The effects of climate change are becoming more apparent and are having huge and varied impacts across Canada, and the world. Food and water shortages, floods, extreme weather, rise in sea levels, and drastic changes in ecosystems are becoming more common than ever. Additionally, climate change presents a challenge because it is a global issue, requiring international collaboration and action.
The primary and secondary effects of climate change will have a disproportionate and significant impact on children.
School closures, food scarcity, forced migration, and other social unrest will disrupt childhood development and potentially make children more vulnerable to illness, abuse and trafficking.
Climate change will also drastically change the world children will grow up in and take on as adults.
How new is this trend?
This is fully integrated into our lives. Almost everyone experiences or participates in this.
What's driving these trends?
Drivers are forces that create change. These can be things like shifting populations and demographics of an area, or cultural movements and stories that we rely on to shape how we believe. Drivers are often the “causes” behind the trends and signals we observe through our scan.
Increasing Population Density
Increasing population density, particularly in cities around the world, is driving many trends, both social and environmental. The growing concentration of people in many places can create resource scarcity, competition and conflict, and contribute to increased pollution levels. It can also lead to positive social outcomes and more robust economies.

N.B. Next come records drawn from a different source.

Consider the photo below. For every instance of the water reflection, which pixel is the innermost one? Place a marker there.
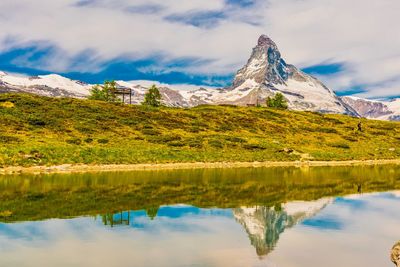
(264, 225)
(248, 217)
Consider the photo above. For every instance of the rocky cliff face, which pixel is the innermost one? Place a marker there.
(267, 73)
(372, 109)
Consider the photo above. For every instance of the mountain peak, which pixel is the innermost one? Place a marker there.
(264, 40)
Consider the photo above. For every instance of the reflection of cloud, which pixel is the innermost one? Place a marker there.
(365, 238)
(209, 237)
(264, 225)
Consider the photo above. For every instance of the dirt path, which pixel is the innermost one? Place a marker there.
(197, 165)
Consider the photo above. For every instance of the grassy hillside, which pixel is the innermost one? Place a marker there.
(49, 131)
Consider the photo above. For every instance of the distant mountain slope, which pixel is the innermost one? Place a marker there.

Social inequity and the increased acknowledgement of discrimination against different groups of people is a strong driver in our present day. Inequity in Canada impacts politics, communities, health, and education.
Global and local climates are changing, resulting in unpredictable weather patterns and an increased incidence of extreme weather and natural disasters. Droughts, hurricanes, and floods are all examples of extreme weather that put strain on human and natural systems.